“What went wrong?” was a question often on my mind as I worked through the Korea material. For most of my adult life I have had a problem with certain things, and at times it has threatened to get me down. What exactly was the problem in Korea?
I believe that the problem had to do with identity, and specifically the role that environment plays in its development.
The environment in which my identity had been nicely developing until I was about fourteen years old changed dramatically within the space of a few weeks. From that time on – my early teens – I was constantly confronted by failure, for the simple reason that the measure of success was always money, manifested in the clothes you wore, what you could afford and what not, where you and your family lived, and your status in the community.
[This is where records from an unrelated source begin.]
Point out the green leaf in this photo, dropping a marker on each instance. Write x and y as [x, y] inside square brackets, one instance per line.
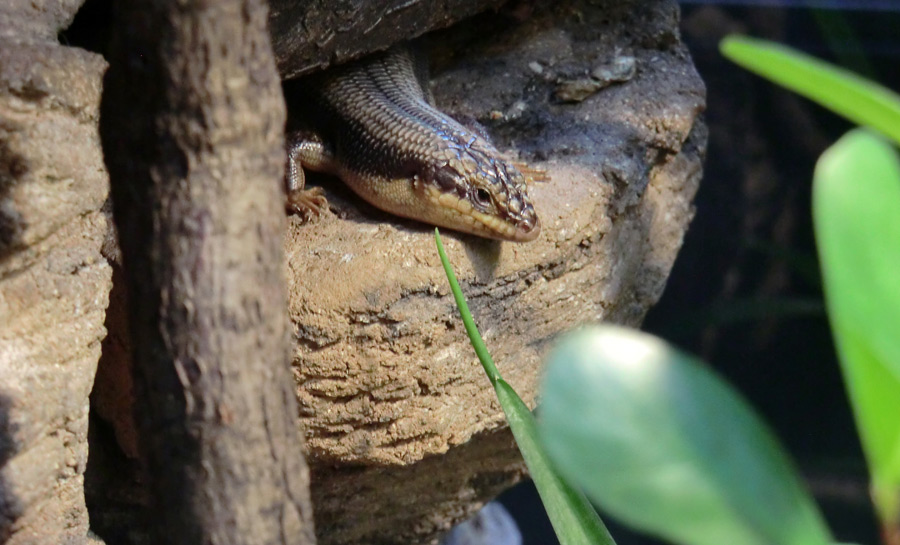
[856, 210]
[573, 518]
[839, 90]
[657, 440]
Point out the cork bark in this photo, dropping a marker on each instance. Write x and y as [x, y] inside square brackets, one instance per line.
[403, 433]
[192, 131]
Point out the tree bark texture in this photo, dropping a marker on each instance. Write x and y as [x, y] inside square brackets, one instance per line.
[312, 34]
[192, 129]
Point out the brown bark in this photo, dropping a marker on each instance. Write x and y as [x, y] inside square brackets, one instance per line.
[191, 123]
[312, 34]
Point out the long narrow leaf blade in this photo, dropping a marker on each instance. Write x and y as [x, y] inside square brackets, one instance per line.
[856, 210]
[859, 100]
[573, 518]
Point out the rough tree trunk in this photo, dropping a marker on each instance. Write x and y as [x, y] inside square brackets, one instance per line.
[191, 126]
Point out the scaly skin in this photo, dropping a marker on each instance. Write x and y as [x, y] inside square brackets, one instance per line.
[376, 130]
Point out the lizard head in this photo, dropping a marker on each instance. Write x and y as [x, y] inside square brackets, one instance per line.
[482, 195]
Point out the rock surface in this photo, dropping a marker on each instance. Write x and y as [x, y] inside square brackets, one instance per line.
[386, 377]
[404, 434]
[53, 281]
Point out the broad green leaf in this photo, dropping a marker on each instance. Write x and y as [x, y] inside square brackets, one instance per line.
[573, 518]
[657, 440]
[856, 210]
[841, 91]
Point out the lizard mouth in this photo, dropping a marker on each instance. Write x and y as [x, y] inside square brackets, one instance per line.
[460, 215]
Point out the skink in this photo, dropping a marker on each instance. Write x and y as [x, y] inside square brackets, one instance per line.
[373, 126]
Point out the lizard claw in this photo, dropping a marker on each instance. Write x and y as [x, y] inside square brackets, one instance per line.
[308, 203]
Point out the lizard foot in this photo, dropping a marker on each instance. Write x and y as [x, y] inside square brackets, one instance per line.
[307, 203]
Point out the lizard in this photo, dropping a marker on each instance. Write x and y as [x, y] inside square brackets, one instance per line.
[375, 127]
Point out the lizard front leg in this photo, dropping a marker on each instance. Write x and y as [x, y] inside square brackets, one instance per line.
[306, 149]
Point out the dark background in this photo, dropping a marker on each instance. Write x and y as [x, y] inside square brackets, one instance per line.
[745, 293]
This was compounded by Unpaid Debt, and the fact that goods such as furniture and a few boxes of childhood toys that were stored in a garage could be carted away by people who had the right to take it because of the unsettled debt.
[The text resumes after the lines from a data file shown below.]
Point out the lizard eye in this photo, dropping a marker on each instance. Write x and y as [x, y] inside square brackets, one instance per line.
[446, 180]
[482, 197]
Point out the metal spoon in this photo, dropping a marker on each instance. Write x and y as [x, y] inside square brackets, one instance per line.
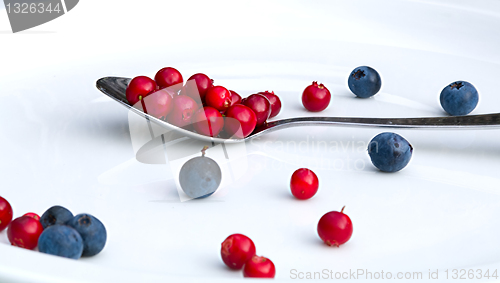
[115, 87]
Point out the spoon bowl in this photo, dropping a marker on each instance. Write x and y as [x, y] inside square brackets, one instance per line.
[114, 87]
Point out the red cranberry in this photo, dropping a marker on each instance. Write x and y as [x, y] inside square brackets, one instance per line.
[183, 109]
[304, 183]
[236, 250]
[235, 98]
[208, 121]
[275, 102]
[316, 97]
[32, 215]
[259, 267]
[167, 77]
[240, 121]
[24, 232]
[335, 228]
[5, 213]
[138, 88]
[159, 103]
[218, 97]
[260, 105]
[196, 86]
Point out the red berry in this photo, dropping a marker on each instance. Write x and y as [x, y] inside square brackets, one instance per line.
[304, 183]
[24, 232]
[33, 215]
[259, 267]
[218, 97]
[236, 250]
[275, 102]
[235, 98]
[260, 106]
[167, 77]
[196, 86]
[5, 213]
[183, 109]
[138, 88]
[335, 228]
[159, 103]
[208, 121]
[240, 121]
[316, 97]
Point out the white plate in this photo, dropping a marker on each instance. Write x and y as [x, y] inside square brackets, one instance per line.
[65, 143]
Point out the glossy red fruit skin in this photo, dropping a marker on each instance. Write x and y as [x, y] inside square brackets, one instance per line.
[202, 82]
[236, 250]
[33, 215]
[138, 88]
[208, 121]
[259, 267]
[167, 77]
[275, 102]
[218, 97]
[182, 112]
[24, 232]
[240, 121]
[235, 98]
[159, 103]
[5, 213]
[316, 97]
[335, 228]
[304, 183]
[260, 106]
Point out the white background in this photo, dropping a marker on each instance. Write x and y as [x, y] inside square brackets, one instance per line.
[64, 143]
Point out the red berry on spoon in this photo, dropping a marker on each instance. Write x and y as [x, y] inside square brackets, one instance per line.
[218, 97]
[138, 88]
[259, 267]
[32, 215]
[260, 106]
[208, 121]
[24, 232]
[159, 103]
[236, 250]
[304, 183]
[335, 228]
[240, 121]
[5, 213]
[169, 76]
[275, 102]
[183, 109]
[235, 98]
[196, 86]
[316, 97]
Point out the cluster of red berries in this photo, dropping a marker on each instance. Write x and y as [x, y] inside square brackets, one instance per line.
[23, 231]
[238, 251]
[200, 105]
[334, 228]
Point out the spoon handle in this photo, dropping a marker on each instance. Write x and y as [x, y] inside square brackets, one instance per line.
[450, 122]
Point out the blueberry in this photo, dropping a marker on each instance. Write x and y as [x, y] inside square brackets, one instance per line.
[459, 98]
[92, 231]
[390, 152]
[364, 81]
[55, 215]
[61, 240]
[200, 177]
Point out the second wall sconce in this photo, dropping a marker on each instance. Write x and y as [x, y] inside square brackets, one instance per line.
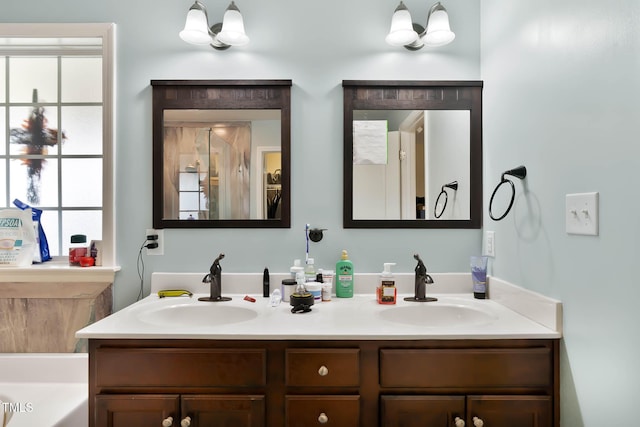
[405, 32]
[222, 35]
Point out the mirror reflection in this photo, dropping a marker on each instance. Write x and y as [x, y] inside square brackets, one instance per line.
[222, 164]
[221, 153]
[412, 154]
[403, 158]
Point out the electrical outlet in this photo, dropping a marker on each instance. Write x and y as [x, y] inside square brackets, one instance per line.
[160, 241]
[490, 243]
[581, 213]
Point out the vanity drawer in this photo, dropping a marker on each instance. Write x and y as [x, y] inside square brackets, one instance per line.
[306, 411]
[166, 367]
[467, 368]
[322, 367]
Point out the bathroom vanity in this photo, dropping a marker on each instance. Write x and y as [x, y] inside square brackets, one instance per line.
[349, 362]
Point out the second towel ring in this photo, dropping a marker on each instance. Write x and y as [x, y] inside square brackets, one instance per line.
[519, 172]
[454, 186]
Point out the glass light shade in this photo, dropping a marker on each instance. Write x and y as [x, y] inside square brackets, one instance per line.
[401, 32]
[438, 31]
[232, 32]
[196, 27]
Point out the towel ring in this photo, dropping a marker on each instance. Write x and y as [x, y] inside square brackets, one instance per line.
[519, 172]
[454, 186]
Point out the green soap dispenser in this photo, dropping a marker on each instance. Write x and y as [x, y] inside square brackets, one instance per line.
[344, 276]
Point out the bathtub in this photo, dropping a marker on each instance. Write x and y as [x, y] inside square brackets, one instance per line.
[43, 390]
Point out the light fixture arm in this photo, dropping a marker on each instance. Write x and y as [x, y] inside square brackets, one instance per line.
[433, 34]
[195, 33]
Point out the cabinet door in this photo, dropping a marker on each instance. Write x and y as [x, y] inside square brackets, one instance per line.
[421, 411]
[140, 410]
[317, 410]
[509, 411]
[224, 410]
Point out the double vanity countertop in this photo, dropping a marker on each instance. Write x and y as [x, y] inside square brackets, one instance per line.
[511, 312]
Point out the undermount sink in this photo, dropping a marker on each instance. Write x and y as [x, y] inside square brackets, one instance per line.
[194, 315]
[437, 315]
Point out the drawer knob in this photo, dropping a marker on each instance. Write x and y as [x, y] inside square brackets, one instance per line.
[322, 418]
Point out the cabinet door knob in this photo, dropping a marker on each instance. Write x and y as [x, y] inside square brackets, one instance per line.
[323, 419]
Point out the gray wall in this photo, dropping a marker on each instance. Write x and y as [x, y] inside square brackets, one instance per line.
[316, 45]
[561, 87]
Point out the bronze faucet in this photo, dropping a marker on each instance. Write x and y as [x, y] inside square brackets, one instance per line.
[214, 278]
[422, 279]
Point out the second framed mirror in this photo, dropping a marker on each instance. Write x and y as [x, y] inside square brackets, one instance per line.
[405, 144]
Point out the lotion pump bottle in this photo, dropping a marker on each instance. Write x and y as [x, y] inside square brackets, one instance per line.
[386, 291]
[344, 276]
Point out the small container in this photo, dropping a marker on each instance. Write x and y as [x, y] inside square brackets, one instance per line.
[310, 271]
[296, 268]
[479, 276]
[87, 261]
[78, 249]
[344, 276]
[315, 289]
[326, 292]
[386, 292]
[287, 288]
I had to absorb all this new information in my process of developing identity. No surprise that shortly after my life had entered this period I increasingly started defining my identity within the framework of fundamentalist religion.
My early twenties arrived in a socio-economic environment that had not improved much since my teenage years. Due to various reasons, fundamentalist religion had also begun to lose its lustre as a determinant of identity for me. And all of this at a time when I had to raise my hand and say, “Here’s another young adult man. Where should I stand?”
By the time I started eating kimchi and sticky rice for breakfast in Korea, I had acquired a lot of knowledge, understood little, clearly knew “something” was wrong with “something”, and I still couldn’t quite work out where my place on the parade ground was. What exactly was wrong and what should be my struggle would take another few years to express in the proper vocabulary.